The only answer is to return money to the only party who has the unalienable right to be secure in their personal property: the people. That means to abolish the national currency as a unique unit and allow people to choose whatever means of value exchange they please. The only role of government would be to protect against fraud and theft. History shows that people would return to using weights of gold and silver. There are existing forms of electronic precious metals, such as GoldMoney, where gold and silver is accounted for in milligrams. Electronic money would still be possible, but only as warehouse receipts.
One other benefit to this would be to eliminate or at least greatly reduce the boom-bust cycles that destroy wealth and throw so much chaos in our lives.
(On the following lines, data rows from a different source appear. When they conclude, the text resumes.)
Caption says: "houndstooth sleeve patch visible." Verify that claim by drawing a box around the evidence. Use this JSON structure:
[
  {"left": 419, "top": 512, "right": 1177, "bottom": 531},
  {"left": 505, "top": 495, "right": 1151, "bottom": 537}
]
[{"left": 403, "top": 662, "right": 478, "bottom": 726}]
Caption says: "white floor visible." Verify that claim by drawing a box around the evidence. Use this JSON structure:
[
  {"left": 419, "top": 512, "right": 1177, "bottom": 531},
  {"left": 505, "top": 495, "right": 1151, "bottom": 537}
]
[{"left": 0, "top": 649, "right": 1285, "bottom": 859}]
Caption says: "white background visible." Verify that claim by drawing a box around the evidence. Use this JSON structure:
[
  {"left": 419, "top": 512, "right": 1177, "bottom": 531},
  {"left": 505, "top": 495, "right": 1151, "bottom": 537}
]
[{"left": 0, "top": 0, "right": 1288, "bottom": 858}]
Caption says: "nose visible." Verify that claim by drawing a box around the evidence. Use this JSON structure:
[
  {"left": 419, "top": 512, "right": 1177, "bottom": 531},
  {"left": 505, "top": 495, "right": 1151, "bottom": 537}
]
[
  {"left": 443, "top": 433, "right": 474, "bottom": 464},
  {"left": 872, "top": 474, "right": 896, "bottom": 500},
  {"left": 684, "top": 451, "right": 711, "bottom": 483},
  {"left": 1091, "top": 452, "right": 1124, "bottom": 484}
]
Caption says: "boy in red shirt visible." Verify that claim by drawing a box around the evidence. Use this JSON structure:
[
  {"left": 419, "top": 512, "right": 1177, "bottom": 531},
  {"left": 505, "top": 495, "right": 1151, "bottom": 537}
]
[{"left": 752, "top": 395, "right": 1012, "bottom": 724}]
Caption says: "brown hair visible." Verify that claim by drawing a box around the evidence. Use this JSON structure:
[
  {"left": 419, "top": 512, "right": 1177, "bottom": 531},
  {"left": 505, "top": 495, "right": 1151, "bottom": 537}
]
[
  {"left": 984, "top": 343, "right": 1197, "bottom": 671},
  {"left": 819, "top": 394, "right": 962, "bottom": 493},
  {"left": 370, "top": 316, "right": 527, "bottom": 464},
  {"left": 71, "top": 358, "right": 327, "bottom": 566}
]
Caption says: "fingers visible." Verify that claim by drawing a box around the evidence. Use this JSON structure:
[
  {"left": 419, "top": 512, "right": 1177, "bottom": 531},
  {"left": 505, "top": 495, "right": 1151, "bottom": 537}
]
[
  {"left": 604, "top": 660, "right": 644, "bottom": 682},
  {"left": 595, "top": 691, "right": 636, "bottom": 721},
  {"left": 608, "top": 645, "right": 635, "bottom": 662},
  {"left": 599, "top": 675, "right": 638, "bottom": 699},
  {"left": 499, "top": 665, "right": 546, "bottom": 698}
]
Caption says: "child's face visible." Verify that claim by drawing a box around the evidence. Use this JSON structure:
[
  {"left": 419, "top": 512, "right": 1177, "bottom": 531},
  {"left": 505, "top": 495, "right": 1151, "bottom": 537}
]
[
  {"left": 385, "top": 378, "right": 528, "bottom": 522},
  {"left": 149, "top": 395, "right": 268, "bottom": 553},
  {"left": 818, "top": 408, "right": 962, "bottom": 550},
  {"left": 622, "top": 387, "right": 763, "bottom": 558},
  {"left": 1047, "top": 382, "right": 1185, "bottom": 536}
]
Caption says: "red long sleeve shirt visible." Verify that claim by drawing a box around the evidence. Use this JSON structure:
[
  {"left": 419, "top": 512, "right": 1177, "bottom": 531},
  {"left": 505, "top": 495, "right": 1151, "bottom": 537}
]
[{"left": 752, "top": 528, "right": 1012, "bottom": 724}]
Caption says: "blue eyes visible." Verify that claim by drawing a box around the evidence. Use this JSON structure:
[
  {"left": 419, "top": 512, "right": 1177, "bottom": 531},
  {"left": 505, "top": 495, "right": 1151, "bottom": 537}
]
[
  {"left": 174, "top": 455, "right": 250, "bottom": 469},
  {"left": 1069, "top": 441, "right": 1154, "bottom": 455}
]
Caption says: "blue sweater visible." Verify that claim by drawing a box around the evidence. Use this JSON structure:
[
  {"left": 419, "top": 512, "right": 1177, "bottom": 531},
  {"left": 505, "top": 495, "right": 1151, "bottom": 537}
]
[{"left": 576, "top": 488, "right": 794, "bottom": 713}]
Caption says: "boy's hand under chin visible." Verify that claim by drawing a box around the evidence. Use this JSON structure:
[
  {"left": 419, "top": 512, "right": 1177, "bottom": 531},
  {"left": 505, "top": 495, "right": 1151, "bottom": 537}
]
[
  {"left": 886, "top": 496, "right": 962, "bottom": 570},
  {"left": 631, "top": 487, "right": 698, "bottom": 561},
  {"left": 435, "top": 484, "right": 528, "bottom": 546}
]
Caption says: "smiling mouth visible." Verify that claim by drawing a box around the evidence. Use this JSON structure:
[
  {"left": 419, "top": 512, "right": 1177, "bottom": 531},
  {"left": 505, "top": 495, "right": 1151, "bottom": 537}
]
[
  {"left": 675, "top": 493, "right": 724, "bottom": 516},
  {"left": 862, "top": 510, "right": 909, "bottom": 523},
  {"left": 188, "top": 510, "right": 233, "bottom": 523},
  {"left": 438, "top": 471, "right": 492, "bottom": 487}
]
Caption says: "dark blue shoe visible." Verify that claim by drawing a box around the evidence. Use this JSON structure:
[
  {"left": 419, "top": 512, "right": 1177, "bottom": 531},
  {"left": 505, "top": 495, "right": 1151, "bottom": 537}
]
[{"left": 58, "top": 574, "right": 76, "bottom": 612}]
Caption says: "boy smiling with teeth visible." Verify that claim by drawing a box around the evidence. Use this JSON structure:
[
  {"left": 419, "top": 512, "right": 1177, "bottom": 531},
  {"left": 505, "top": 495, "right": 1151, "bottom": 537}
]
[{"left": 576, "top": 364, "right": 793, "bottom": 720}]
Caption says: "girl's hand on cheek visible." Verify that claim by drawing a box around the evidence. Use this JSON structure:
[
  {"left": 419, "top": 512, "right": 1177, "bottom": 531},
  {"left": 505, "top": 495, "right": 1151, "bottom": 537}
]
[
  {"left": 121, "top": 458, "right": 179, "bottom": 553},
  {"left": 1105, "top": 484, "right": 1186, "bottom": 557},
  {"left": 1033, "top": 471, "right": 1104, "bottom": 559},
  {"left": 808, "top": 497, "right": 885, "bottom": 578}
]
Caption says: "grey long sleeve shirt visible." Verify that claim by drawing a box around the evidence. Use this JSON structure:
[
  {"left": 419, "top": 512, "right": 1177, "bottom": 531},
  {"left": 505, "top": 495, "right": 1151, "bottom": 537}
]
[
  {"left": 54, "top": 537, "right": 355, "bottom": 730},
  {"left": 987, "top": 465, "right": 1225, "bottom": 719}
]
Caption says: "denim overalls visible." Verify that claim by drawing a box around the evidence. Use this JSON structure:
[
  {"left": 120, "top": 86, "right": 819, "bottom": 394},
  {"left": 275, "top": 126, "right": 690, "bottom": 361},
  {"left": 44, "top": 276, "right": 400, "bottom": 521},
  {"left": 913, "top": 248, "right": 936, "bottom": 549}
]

The Austrian economist Huerta de Soto wrote a book, Money, Bank Credit and Economic Cycles. He fully explained the fraud of fractional reserve banking and the damage it does. This is his conclusion:
In conclusion, if we wish to build a truly stable financial
and monetary system for the twenty-first century, a system
which will protect our economies as far as humanly possible
from crises and recessions, we will have to: (1) ensure complete
freedom of choice in currency, based on a metallic standard
(gold) which would replace all fiduciary media issued in
the past; (2) establish a free-banking system; and, most importantly,
(3) insist that all agents involved in the free-banking
system be subject to and comply with traditional legal rules
and principles, especially the principle that no one, not even a
banker, can enjoy the privilege of loaning something entrusted
to him on demand deposit (i.e., a free-banking system with a
100-percent reserve requirement).
Until specialists and society in general fully grasp the
essential theoretical and legal principles associated with
money, bank credit, and economic cycles, we may realistically
expect further suffering in the world due to damaging economic
recessions which will inevitably and perpetually reappear
until central banks lose their power to issue paper money
with legal tender and bankers lose their government-granted
privilege of operating with a fractional reserve. We now wrap
up the book as we began it, with this opinion: Now that we
have seen the historic fall of socialism, both in theory and in
practice, the main challenge to face both professional economists
and lovers of freedom in this new century will be to use
all of their intellectual might to oppose the institution of the
central bank and the privilege private bankers now enjoy.
Link to free PDF of book: http://mises.org/books/desoto.pdf
BTW, a great book and a pretty easy read.
Sarah once again demonstrates that she is well ahead of the curve when it comes to events and politics. Her plain speaking style communicates the simple truths that escape the establishment liberal machine. And thank goodness, people are listening!